他視線掃及白靈兒的衣袍,腰間空蕩蕩的,“大概是什麼裝束玉飾。你佩環未齊,等下那些魔族長老會說你。”
皇廟儀式極為講究,每個人都需要佩戴整齊。
顧天衍眼神示意,“和我腰間的玉飾差不多,隻是款式略有差彆。”
不知為何,白靈兒開啟木匣的手下意識頓了頓,她突然發現自己控製不了這副身體了。神魂屈居在這嬌小的軀體之中,聽著自己嘴唇張合開口道,“啊,是這樣嗎?那你幫我帶上吧。”
顧天衍對於這個妹妹一陣晴一陣雨的情緒已經習慣了,“可以。”
短短兩個字,但是冇有想到出意料之外的情況。
接下來的事情發展卻完全超出控製。
顧天衍便接過這枚木匣,指尖撫上暗釦,“哢噠”一聲,一聲淺淡的花香散開,逐漸充斥著整個轎輦。
他猛地睜大眼睛,下意識將手中的木匣關上。這股氣息不對!
東西被人調包了!
但是太遲了。
華美的錦布之上,赫然是一株雙生奇花。
枝乾上開出兩種顏色的花來,一朵赤紅,一朵潔白。
顧天衍聞到這股花香,努力壓製靈魂深處的躁動,眸中的赤紅與純黑在較勁,理智與狂躁糾纏在一起。

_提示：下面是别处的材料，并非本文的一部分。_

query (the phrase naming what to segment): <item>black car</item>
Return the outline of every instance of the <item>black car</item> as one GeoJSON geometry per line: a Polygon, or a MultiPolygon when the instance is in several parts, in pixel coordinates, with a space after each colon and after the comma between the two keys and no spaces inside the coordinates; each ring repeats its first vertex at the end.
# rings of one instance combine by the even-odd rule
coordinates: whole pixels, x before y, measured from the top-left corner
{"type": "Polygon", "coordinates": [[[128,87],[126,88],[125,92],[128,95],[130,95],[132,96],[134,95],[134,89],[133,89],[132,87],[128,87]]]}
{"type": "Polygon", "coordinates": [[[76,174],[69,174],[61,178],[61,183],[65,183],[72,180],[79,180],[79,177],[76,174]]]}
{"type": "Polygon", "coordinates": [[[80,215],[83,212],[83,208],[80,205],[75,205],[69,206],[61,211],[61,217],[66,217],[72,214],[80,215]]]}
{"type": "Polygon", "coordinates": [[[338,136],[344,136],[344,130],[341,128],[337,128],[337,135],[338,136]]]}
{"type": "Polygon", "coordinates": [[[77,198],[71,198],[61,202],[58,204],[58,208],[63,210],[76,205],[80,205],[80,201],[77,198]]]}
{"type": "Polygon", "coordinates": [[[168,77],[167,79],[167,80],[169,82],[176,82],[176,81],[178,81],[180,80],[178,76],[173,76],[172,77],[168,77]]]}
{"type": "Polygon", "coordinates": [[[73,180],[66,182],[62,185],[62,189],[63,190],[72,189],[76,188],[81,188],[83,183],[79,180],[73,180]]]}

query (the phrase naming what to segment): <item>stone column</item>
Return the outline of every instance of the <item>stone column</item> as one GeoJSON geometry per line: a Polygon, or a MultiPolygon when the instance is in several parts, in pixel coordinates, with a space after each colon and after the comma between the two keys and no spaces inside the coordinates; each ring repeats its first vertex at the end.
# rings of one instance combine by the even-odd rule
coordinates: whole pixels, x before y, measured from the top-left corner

魔族的皇室血脈會受到雙生奇花的影響,因此發狂,嗜血濫殺。
“該死!”
直到這一刻,顧天衍明白自己被暗算了。
白靈兒被困在這具身體裡麵,隻能眼睜睜看著這一切發生,卻無能為力。還要忍受這具身體無休無止地尖叫。
顧天衍反應極快,轎中四散的花香並不多,但對於年歲頗小的公主殿下而言,那是極為強勁的力量。
雙眸逐漸染上赤紅,直至最後一抹瞳黑被吞噬,不過一瞬,白靈兒感受到這具軀體的周身氣息猛地一變。
這一番動靜,自然也引起了周圍侍衛的注意,“公主殿下,怎麼了?有何吩咐?”
侍衛將頭探至小窗側,正準備聽公主吩咐,卻冇想到,迎麵而來的不是吩咐聲,而是一隻小手探出,捏斷了他的喉嚨。
白靈兒的視角跟著一變,一同垂頭看著掌心的那抹鮮紅,滴滴答答落在窗欞上,聽著口中癡癡笑聲,她忍不住心底發麻。
她究竟在哪裡?這裡究竟是什麼鬼地方?
這一驚變發生不過瞬息之間。
血腥味沿著清風飄散,充斥著顧天衍的口鼻之中。
在雙生和鮮血的雙重影響下,顧天衍眼中的赤紅之意更甚,理智漸失。
他眼中閃過一絲果斷,魔氣作刃,生生捅了大腿兩刀,將理智奪回,“魔族眾侍衛聽我號令,將公主殿下拖延,萬萬不能讓她離開此地,直至族中長老前來。”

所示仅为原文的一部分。